The advent of vaccines contributed to major improvements in human morbidity and mortality due
to infectious diseases such as polio, small pox, measles and diphtheria. However infectious
diseases like HIV, malaria and tuberculosis continue to be major causes of death worldwide
and conventional vaccine strategies have not been successful. The fundamental problem is that
current protein based vaccines do not elicit the necessary T-cell immunity. Experimentally,
adjuvants can be given in conjunction with a vaccine to activate and mature the dendritic
cell (DC), which can then direct an immune response to enhance T-cell immunity. One family of
potential adjuvants functions through the activation of Toll-like receptors (TLR) on the DC.
Major gaps exist in our understanding of adjuvant effects in humans. We hypothesize that a
synthetic adjuvant directed to activate TLR4 (GLA) will safely stimulate the innate immune
system when administered subcutaneously (SC) or intramuscularly (IM). Importantly, in
contrast to other adjuvant trials in which adjuvant is combined with an antigen or vaccine,
GLA will be tested in isolation. This is because we anticipate the future administration of
GLA with our dendritic cell targeted HIV vaccine. A DC-targeted vaccine cannot be given
without an immune stimulating adjuvant due to potential risk of inducing immune tolerance.

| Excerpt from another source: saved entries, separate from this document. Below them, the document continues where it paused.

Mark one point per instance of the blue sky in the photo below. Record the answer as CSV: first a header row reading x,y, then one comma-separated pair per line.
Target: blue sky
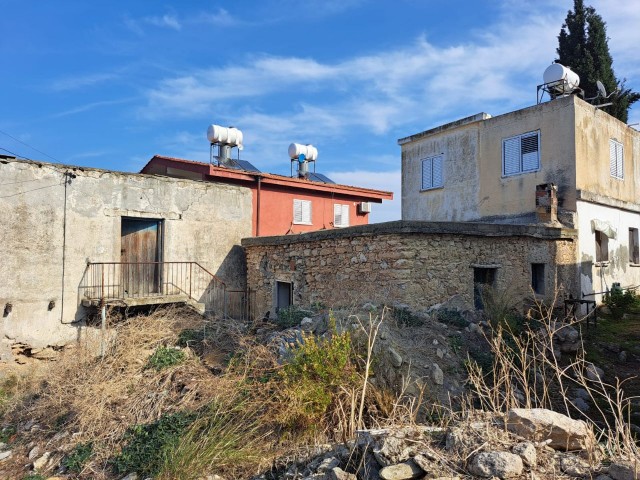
x,y
110,84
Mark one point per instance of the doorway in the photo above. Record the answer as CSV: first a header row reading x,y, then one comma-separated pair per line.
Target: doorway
x,y
284,295
140,247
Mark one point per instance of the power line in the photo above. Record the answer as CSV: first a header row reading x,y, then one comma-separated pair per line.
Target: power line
x,y
27,145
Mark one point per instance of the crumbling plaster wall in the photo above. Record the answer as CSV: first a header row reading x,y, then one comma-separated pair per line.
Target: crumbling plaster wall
x,y
416,263
203,221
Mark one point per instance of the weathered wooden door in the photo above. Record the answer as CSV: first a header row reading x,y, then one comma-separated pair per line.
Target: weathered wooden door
x,y
140,254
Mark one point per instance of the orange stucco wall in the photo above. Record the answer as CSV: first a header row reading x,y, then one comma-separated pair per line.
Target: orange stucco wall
x,y
276,211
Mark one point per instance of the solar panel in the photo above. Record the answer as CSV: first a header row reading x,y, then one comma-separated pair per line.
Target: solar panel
x,y
318,177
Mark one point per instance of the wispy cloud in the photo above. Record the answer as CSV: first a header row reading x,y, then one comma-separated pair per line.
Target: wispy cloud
x,y
81,81
91,106
164,21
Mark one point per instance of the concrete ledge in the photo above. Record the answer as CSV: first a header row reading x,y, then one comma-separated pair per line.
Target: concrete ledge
x,y
412,227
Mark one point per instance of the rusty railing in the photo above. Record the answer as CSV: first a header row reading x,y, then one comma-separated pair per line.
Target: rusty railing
x,y
114,281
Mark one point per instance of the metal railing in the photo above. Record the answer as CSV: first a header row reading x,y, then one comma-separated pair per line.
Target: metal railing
x,y
120,281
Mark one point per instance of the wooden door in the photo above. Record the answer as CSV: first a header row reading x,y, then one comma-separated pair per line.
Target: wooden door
x,y
139,254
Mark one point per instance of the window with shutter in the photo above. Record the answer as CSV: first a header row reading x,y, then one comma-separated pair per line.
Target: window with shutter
x,y
521,154
340,215
301,212
432,172
616,159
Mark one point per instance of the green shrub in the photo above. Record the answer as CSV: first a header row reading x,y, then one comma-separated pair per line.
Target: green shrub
x,y
76,459
146,446
620,302
312,380
165,357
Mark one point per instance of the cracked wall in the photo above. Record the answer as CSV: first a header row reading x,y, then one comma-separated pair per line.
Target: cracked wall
x,y
203,221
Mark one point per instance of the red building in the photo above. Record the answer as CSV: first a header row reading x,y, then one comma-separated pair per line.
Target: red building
x,y
281,204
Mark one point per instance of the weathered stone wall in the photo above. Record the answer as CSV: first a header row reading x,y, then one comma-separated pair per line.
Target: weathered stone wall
x,y
417,263
49,232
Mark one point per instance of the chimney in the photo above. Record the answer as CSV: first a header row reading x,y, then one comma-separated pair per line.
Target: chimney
x,y
547,203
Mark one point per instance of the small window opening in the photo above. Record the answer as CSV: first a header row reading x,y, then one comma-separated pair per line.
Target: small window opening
x,y
602,247
634,249
537,278
483,279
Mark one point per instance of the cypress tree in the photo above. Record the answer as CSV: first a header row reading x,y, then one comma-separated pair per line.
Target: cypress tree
x,y
583,46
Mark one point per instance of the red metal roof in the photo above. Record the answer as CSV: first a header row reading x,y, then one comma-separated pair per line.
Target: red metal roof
x,y
222,173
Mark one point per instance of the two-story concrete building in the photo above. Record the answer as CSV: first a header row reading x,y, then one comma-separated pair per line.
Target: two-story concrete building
x,y
561,162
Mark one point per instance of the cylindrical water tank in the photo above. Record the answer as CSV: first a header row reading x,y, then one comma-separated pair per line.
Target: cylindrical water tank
x,y
309,151
224,135
567,80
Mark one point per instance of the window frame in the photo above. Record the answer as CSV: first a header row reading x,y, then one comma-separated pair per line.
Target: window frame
x,y
344,208
302,205
602,246
634,246
430,162
616,159
521,169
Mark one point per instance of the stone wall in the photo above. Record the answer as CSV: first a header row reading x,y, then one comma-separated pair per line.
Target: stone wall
x,y
55,218
417,263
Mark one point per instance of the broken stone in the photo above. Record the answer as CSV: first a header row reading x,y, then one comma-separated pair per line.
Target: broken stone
x,y
437,375
540,424
496,464
402,471
527,452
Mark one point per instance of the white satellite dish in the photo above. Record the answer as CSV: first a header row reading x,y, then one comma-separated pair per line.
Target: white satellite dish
x,y
601,89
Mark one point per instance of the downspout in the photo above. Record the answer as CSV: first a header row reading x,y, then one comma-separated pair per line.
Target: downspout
x,y
258,207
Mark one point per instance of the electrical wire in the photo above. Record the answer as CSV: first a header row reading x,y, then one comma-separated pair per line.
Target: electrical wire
x,y
33,148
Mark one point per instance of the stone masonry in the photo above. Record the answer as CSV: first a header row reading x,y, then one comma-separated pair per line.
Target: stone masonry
x,y
417,263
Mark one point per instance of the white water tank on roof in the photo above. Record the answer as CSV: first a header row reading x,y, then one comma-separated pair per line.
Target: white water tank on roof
x,y
225,135
309,151
566,79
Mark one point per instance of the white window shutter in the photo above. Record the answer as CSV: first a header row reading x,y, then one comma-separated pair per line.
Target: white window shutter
x,y
529,146
437,171
427,176
511,156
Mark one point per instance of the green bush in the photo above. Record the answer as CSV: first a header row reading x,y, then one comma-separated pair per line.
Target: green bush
x,y
620,302
76,459
165,357
146,446
311,381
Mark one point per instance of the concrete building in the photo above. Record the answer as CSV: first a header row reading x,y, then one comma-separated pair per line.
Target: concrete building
x,y
564,162
70,236
282,205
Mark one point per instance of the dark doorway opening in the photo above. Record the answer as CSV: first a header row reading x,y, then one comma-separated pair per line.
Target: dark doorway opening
x,y
284,295
140,247
482,279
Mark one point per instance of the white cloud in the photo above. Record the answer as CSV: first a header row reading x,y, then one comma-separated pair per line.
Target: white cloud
x,y
165,21
389,181
81,81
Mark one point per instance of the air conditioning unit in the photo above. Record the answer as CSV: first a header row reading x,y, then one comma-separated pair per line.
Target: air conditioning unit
x,y
365,207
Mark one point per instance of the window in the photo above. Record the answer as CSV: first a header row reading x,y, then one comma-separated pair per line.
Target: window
x,y
602,247
616,159
483,280
432,172
521,154
340,215
537,278
634,250
302,212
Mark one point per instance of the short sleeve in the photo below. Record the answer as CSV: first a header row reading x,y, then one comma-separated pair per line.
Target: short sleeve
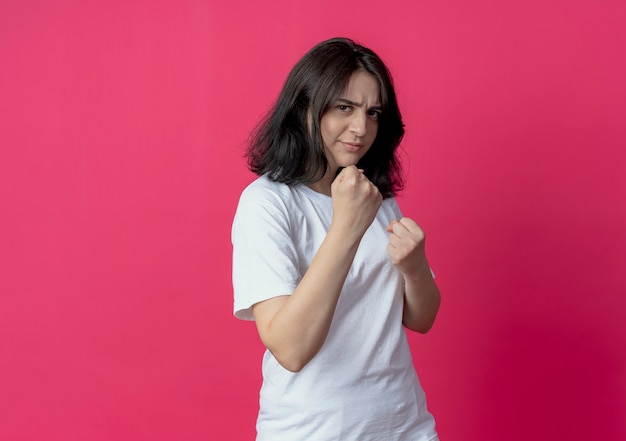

Therefore, in order to understand the specific contributions of GLA versus the DC-targeted
vaccine, we need to understand the GLA effects in isolation. The safety and tolerability of 2
different formulations of GLA (GLA-SE vs. GLA-AF) administered by 3 different routes (SC, ID,
IM) will be the major focus of this trial. The second focus will be characterizing the innate
immune response by assessing systemic cytokine and chemokine levels and determining global
gene regulation following GLA stimulation. The third focus will be on the cellular effects of
GLA, specifically on blood monocytes and dendritic cells. Monocytes may represent a large
pool of inducible potent DC (monocyte-derived DC), however these cells have not been well
characterized in humans. We will investigate the effects of GLA stimulation on the peripheral
blood monocyte subsets that might give rise to monocyte-derived DC.